IN A BID to hurt his credibility, the defence the trial for the murder of media owner Andis Hadjicostis yesterday accused a prosecution witness of agreeing to testify in exchange for a lighter sentence for offences he had admitted to committing.

Giorgos Zavrandonas was grilled by two defence attorneys, who accused him of lying and acting in return for a life abroad after the end of the trial.

Zavrandonas is currently serving a 12-year prison term at an unspecified location in connection with the attempt to kill Andreas Gregoriou, one of the defendants in the case, and conspiring to murder a group of people involved in online gambling in a case unrelated to Hadjicostis’ murder in January 2010.

The 33-year-old, who was placed in a witness protection programme, has previously implicated Gregoriou, and co-defendants television presenter Elena Skordelli, 42, and her brother Tasos Krasopoulis, 37, in Hadjicostis’ murder.

Skordelli’s defence attorney Michalakis Kyprianou put it to Zavrandonas that he has asked to leave Cyprus with his family as soon as possible as part of witness protection.

The witness admitted to wanting to go overseas but only after serving the sentence imposed by the court.

He added that he also wanted to go abroad so that he would never again get involved in crime.

Asked what would be the benefit of him entering witness protection, Zavrandonas said it would change his life.

“I decided I wanted to change and this was the only way,” Zavrandonas told the court.

He said he had decided on his own to testify in the case.

“The police did not say anything; I decided to change and if you cannot understand this there is nothing I can do,” he said.

Earlier in the day, Zavrandonas was quizzed by Krasopoulis’ lawyer Marios Georgiou, who suggested that the prosecution witness could himself be linked to Hadjicostis’ murder.

This suspicion, Georgiou said, is reinforced by the fact that a sawn-off shotgun had been found in Zavrandonas’ possession when he was arrested for the murder conspiracy in April last year.

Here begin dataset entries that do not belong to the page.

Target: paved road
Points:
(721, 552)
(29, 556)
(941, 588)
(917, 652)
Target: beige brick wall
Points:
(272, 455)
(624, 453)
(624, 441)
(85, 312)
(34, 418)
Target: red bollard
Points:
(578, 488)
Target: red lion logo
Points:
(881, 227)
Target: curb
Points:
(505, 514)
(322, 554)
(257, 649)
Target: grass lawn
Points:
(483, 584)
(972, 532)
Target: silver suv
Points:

It is alleged that the murder weapon in the Hadjicostis case was a sawn-off shotgun that has not been found.

“I have nothing to do with the Hadjicostis murder,” Zavrandonas said. “The sawn-off I had has nothing to do with the murder.”

Hadjicostis was gunned down in January 2010 outside his Nicosia home.

A fourth defendant, Gregoris Xenofontos, 29, is suspected of being the man who pulled the trigger.